Short-rate model in financial mathematics

In financial mathematics, the Ho-Lee model is a short-rate model widely used in the pricing of bond options, swaptions and other interest rate derivatives, and in modeling future interest rates. It was developed in 1986 by Thomas Ho and Sang Bin Lee.

Under this model, the short rate follows a normal process:
$dr_t = \theta_t\, dt + \sigma\, dW_t$

The model can be calibrated to market data by implying the form of $\theta_t$ from market prices, meaning that it can exactly return the price of bonds comprising the yield curve. This calibration, and subsequent valuation of bond options, swaptions and other interest rate derivatives, is typically performed via a binomial lattice based model.
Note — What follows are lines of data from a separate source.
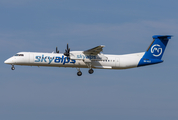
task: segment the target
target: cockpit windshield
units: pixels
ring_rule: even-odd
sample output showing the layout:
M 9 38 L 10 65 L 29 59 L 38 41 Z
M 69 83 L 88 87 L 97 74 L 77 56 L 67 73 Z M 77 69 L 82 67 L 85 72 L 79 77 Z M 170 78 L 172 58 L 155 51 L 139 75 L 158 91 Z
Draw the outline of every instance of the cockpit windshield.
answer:
M 16 55 L 14 55 L 14 56 L 24 56 L 24 54 L 16 54 Z

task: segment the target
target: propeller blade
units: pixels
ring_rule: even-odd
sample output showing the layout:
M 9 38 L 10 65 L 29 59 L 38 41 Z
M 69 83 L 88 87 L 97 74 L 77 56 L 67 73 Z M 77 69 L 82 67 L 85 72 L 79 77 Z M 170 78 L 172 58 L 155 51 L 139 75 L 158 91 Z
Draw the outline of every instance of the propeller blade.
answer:
M 69 44 L 67 43 L 67 49 L 65 49 L 65 56 L 69 57 L 70 56 L 70 48 L 69 48 Z

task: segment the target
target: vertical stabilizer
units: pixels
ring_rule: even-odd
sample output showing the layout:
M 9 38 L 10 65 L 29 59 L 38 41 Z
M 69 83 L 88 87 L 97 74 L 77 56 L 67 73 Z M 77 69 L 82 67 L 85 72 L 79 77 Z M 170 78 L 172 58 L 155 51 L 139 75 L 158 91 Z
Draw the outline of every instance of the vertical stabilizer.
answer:
M 144 56 L 140 60 L 138 66 L 149 65 L 149 64 L 156 64 L 163 62 L 161 60 L 166 45 L 171 39 L 172 36 L 170 35 L 155 35 L 153 36 L 153 42 L 148 47 L 147 51 L 145 52 Z

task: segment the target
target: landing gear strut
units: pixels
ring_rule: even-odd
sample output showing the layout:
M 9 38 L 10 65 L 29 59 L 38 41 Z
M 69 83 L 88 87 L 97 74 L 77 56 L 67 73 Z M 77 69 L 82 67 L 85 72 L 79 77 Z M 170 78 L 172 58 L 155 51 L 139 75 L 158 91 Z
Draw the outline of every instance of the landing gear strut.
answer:
M 82 72 L 81 72 L 81 71 L 78 71 L 78 72 L 77 72 L 77 75 L 78 75 L 78 76 L 81 76 L 81 75 L 82 75 Z
M 78 76 L 81 76 L 82 75 L 82 72 L 80 71 L 80 68 L 77 68 L 78 72 L 77 72 L 77 75 Z
M 11 70 L 15 70 L 15 67 L 14 67 L 14 65 L 12 65 L 12 67 L 11 67 Z

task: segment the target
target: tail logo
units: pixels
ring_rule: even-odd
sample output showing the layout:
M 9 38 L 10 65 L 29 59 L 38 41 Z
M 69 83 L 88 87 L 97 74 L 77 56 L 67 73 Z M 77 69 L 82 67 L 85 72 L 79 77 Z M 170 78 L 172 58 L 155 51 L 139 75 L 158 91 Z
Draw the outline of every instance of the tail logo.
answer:
M 151 53 L 153 53 L 153 56 L 159 57 L 162 54 L 162 48 L 159 44 L 155 44 L 151 47 Z

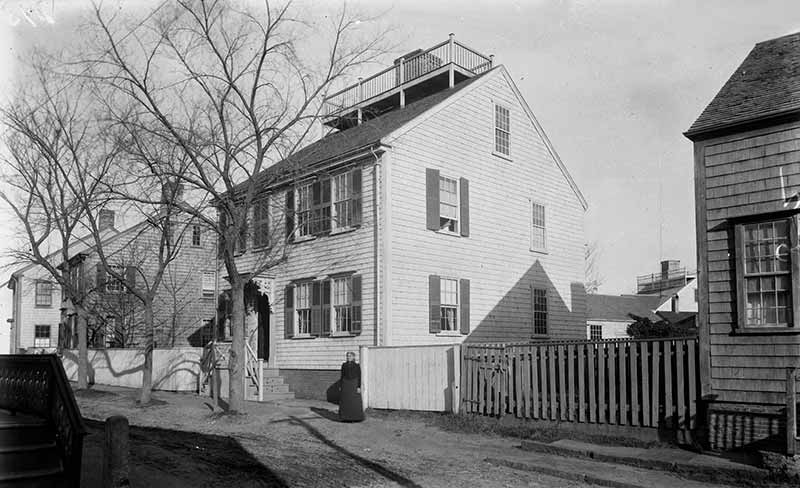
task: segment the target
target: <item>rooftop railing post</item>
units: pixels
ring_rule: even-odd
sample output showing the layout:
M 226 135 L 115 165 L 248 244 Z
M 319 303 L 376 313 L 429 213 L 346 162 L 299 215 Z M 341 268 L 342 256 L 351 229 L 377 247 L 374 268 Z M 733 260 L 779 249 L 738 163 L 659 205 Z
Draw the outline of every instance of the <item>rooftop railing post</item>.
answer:
M 456 35 L 452 32 L 450 33 L 450 45 L 449 45 L 449 57 L 450 57 L 450 88 L 453 88 L 456 84 L 456 73 L 455 73 L 455 37 Z
M 406 58 L 400 58 L 400 64 L 397 65 L 397 68 L 400 70 L 400 74 L 399 74 L 399 78 L 398 79 L 400 80 L 399 85 L 400 85 L 400 107 L 401 108 L 406 106 L 406 92 L 405 92 L 405 90 L 403 90 L 403 83 L 405 83 L 405 81 L 406 81 L 405 80 L 405 78 L 406 78 L 406 76 L 405 76 L 405 71 L 406 71 L 405 70 L 405 64 L 406 64 Z
M 361 102 L 364 101 L 364 85 L 361 83 L 364 78 L 358 77 L 358 125 L 361 125 L 363 113 L 361 112 Z

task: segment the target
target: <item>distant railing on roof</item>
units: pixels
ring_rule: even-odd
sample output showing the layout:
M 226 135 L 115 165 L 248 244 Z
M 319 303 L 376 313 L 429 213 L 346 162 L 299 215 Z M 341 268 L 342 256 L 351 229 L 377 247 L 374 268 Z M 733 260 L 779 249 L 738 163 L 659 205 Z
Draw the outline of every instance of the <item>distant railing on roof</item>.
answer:
M 692 273 L 686 268 L 672 269 L 666 273 L 651 273 L 636 277 L 636 293 L 656 293 L 686 284 Z
M 450 39 L 415 53 L 408 59 L 400 58 L 394 66 L 326 97 L 323 115 L 335 116 L 364 100 L 389 92 L 450 63 L 473 74 L 481 74 L 491 69 L 492 58 L 461 44 L 451 34 Z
Closed form valuations of bonds, and "Black-like" bond option formulae are also available.

As the model generates a symmetric ("bell shaped") distribution of rates in the future, negative rates are possible. Further, it does not incorporate mean reversion. For both of these reasons, models such as Black–Derman–Toy (lognormal and mean reverting) and Hull–White (mean reverting with lognormal variant available) are often preferred. The Kalotay–Williams–Fabozzi model is a lognormal analogue to the Ho–Lee model, although is less widely used than the latter two.